Objective: The objective of this study was to evaluate the differences in brain activity between expert surgeons and novice medical residents based on electroencephalography (EEG). The first sub-goal was to assess the Microstate EEGlab toolbox and BCIlab toolboxes for data analysis and classification of the topographical features for microstate-based Common Spatial Pattern (CSP) analysis. Then, the second sub-goal was to compare microstate-based CSP with the conventional regularized CSP approach.
Methods: After IRB approval, ten expert surgeons and 13 novice medical residents were recruited at the University at Buffalo. After informed consent, the subjects performed three trials of laparoscopic suturing and knot tying with rest periods in-between the task trials. 32-channel EEG was performed during the task performance that was used to analyze spatial patterns of brain activity in 8 expert surgeons (2 dropouts due to data quality) and 13 novice medical residents. Microstate analysis was applied as preprocessing to improve the signal-to-noise ratio before CSP analysis, distinguishing expert surgeons' brain activity from novice medical residents.

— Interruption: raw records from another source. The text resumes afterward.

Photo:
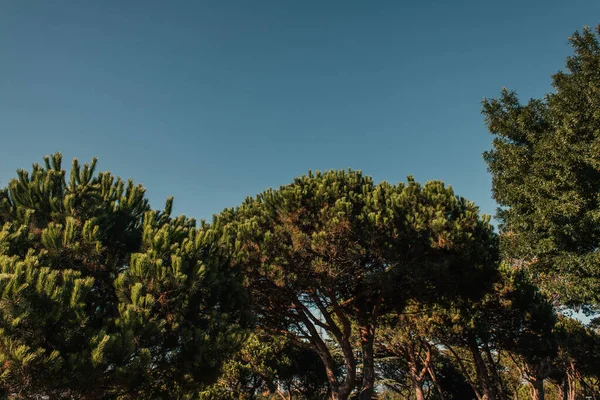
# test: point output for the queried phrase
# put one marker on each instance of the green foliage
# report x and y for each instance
(102, 297)
(546, 176)
(333, 249)
(270, 364)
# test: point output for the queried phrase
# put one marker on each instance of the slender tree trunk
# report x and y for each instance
(495, 376)
(537, 389)
(433, 377)
(481, 370)
(367, 334)
(418, 387)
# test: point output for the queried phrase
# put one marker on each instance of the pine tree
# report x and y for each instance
(333, 252)
(102, 297)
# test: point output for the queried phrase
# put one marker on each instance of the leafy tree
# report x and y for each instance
(101, 297)
(512, 326)
(546, 176)
(409, 338)
(333, 250)
(273, 364)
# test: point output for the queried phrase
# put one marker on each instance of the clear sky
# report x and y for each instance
(212, 101)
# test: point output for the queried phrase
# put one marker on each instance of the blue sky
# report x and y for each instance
(212, 101)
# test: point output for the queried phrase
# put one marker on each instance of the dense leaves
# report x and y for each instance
(333, 252)
(546, 176)
(100, 296)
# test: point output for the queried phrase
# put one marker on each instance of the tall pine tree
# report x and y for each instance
(102, 297)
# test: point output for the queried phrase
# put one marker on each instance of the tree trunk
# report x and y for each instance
(537, 389)
(417, 386)
(497, 381)
(433, 377)
(480, 368)
(367, 335)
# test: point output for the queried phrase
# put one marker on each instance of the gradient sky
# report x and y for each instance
(212, 101)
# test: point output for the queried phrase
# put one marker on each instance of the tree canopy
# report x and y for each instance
(102, 296)
(332, 252)
(546, 176)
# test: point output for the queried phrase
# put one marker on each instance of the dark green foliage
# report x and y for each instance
(102, 297)
(546, 176)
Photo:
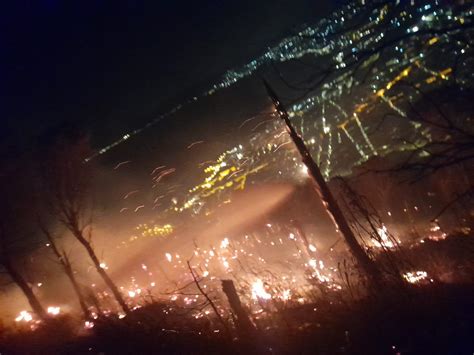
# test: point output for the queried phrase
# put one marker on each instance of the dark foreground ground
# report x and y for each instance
(432, 318)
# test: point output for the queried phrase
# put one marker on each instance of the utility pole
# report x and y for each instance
(329, 202)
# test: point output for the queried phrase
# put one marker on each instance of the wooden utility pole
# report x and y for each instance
(329, 202)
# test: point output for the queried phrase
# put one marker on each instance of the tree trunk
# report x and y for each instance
(75, 285)
(108, 281)
(27, 291)
(244, 326)
(66, 264)
(324, 192)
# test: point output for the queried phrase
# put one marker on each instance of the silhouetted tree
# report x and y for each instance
(16, 236)
(69, 187)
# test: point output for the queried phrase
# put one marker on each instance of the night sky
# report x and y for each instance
(108, 67)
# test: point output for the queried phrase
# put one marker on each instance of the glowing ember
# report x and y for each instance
(259, 292)
(415, 277)
(54, 310)
(384, 241)
(24, 316)
(225, 243)
(285, 295)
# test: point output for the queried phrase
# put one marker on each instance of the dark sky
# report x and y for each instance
(111, 66)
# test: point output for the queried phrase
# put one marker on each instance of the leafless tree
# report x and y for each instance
(63, 259)
(68, 180)
(15, 236)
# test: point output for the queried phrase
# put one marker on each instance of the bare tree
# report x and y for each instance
(69, 184)
(15, 236)
(64, 261)
(330, 203)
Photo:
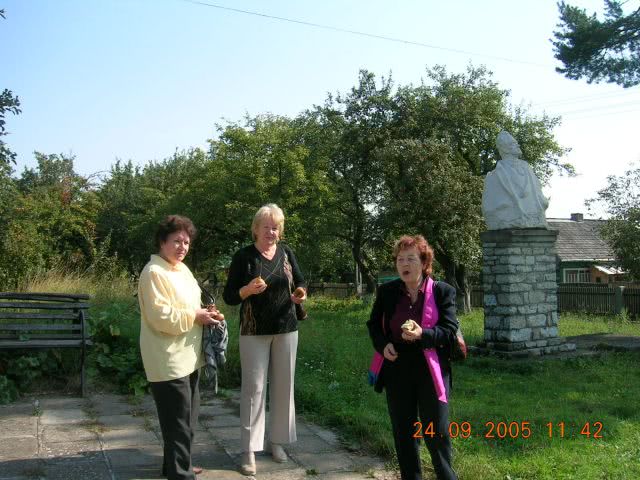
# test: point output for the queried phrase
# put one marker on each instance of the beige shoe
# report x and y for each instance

Results: Microstate-based CSP analysis identified the significant channels based on the maximum spatial pattern vectors at the scalp. While novices had primarily the frontal cortex involved for a maximum of the spatial pattern vectors at the scalp, the experts had the hotspot of the spatial pattern vectors over the frontal and parietal cortices. Simple linear discriminant analysis with 10-fold cross-validation achieved more than 90% classification accuracy with microstate-based CSP, while the conventional regularized CSP could reach around 80% classification accuracy.
Conclusion and Discussion: Microstate-based CSP analysis can identify an optimal set of channels for evaluating the differences in brain activity between expert surgeons and novice medical residents. Future studies can apply microstate-based monitoring of the temporal dynamics of the brain behavior for an individualized adaptive VR-based training paradigm.